Наконец, 22 июля 971 года русские начали свой последний бой. Собрав перед сражением воинов, Святослав произнес свои знаменитые слова:

«Так не посрамим земли Русской, но ляжем здесь костьми. Ибо мертвые срама не знают, а если побежим – покроемся позором. Так не побежим, но станем крепко, а я пойду впереди вас. Если моя голова ляжет, то сами решите, как вам быть». И ответили ему воины: «Где твоя голова ляжет, там и свои головы сложим».

Бой был очень упорным, и многие русские воины погибли. Князь Святослав вынужден был отступить обратно в Доростол. И решил русский князь заключить мир с византийцами, поэтому советовался с дружиной: «Если не заключим мир и узнают, что нас мало, то придут и осадят нас в городе. А Русская земля далеко, печенеги с нами воюют, и кто нам тогда поможет? Заключим же мир, ведь они уже обязались платить нам дань – этого с нас и хватит. Если же перестанут платить нам дань, то снова, собрав множество воинов, пойдем из Руси на Царьград». И воины согласились, что князь их говорит правильно.

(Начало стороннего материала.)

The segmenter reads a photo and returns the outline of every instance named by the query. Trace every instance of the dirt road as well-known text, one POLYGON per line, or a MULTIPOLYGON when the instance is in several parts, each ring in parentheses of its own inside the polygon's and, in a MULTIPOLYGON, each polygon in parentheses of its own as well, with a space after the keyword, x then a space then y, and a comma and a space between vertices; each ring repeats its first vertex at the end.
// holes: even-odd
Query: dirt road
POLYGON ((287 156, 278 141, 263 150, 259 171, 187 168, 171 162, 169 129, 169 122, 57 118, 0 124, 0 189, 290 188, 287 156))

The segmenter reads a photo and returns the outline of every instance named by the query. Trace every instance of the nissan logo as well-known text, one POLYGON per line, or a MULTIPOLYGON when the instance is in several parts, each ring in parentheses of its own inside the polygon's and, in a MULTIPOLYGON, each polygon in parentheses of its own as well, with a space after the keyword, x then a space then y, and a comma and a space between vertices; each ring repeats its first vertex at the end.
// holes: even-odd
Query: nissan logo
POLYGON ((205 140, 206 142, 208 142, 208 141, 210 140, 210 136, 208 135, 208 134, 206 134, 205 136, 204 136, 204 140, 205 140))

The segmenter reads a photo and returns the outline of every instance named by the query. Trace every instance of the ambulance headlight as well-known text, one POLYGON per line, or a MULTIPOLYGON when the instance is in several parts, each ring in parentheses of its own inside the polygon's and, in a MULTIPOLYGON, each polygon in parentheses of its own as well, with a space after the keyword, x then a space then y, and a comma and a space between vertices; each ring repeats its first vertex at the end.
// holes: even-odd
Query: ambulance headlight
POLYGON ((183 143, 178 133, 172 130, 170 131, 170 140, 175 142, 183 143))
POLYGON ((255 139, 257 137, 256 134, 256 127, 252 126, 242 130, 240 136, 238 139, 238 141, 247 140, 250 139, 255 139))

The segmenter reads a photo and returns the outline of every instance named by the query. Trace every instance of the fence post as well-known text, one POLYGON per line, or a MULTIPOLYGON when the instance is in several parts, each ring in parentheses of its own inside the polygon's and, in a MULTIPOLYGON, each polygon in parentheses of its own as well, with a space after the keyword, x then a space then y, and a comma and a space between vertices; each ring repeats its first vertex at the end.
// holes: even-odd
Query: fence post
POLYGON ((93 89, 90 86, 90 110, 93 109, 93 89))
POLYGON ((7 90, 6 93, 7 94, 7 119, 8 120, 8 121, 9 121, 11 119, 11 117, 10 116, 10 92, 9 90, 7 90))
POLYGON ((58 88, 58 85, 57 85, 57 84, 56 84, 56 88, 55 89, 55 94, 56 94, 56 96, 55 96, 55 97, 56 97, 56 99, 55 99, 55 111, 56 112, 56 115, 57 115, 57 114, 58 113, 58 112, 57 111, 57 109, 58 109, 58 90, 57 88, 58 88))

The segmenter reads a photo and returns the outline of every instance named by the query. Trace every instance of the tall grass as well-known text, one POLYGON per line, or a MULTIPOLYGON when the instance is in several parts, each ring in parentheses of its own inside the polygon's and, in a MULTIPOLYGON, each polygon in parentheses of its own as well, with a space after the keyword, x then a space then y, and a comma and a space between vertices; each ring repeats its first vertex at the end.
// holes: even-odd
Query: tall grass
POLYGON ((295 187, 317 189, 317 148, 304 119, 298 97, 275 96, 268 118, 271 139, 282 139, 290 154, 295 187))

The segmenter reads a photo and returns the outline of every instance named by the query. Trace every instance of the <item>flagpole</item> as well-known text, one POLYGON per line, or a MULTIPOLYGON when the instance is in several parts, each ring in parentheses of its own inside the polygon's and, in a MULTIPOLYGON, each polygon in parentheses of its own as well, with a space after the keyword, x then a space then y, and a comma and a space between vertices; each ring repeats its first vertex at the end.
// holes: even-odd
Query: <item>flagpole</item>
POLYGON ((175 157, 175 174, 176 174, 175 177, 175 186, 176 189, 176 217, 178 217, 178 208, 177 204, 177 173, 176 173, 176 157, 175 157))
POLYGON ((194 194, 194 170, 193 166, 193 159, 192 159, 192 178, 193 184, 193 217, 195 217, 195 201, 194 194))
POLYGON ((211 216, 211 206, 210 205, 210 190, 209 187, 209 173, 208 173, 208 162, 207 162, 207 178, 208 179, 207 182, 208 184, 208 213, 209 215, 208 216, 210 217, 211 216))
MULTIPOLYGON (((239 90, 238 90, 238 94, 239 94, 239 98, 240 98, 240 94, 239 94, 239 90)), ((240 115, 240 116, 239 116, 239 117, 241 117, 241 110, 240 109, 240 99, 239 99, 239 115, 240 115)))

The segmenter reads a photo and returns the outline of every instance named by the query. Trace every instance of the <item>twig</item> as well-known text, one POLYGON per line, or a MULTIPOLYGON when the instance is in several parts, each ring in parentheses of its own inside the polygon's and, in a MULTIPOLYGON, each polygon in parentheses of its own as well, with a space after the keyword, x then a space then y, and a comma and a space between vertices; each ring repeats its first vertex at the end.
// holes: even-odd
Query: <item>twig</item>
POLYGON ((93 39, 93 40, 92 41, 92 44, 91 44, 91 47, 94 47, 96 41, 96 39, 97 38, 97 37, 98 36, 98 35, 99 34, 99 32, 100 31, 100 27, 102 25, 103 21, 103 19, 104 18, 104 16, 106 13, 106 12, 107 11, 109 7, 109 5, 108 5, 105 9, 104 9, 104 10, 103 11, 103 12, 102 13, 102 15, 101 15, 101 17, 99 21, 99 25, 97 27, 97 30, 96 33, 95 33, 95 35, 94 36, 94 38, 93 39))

Святослав начал переговоры о мире с Иоанном Цимисхием. Историческая встреча их произошла на берегу Дуная и была подробно описана византийским хронистом Львом Диаконом в своей «Истории», находившимся в свите императора.

Иоанн Цимисхий в окружении приближенных ожидал на берегу Святослава. Князь прибыл на ладье. Он был не просто пассажиром, а гребцом наравне с простыми воинами. Отличить его греки могли лишь потому, что надетая на нем рубаха была чище, чем у других дружинников и по серьге с двумя жемчужинами и рубином, вдетой в его ухо.

Лев Диакон записал:

«Сфендослав был среднего роста, ни слишком высок, ни слишком мал, с густыми бровями, с голубыми глазами, с плоским носом и с густыми длинными, висящей на верхней губе усами. Голова у него была совсем голая, только на одной ее стороне висела прядь волос, означающий древность рода. Шея толстая, плечи широкие и весь стан довольно стройный. Он казался мрачным и диким».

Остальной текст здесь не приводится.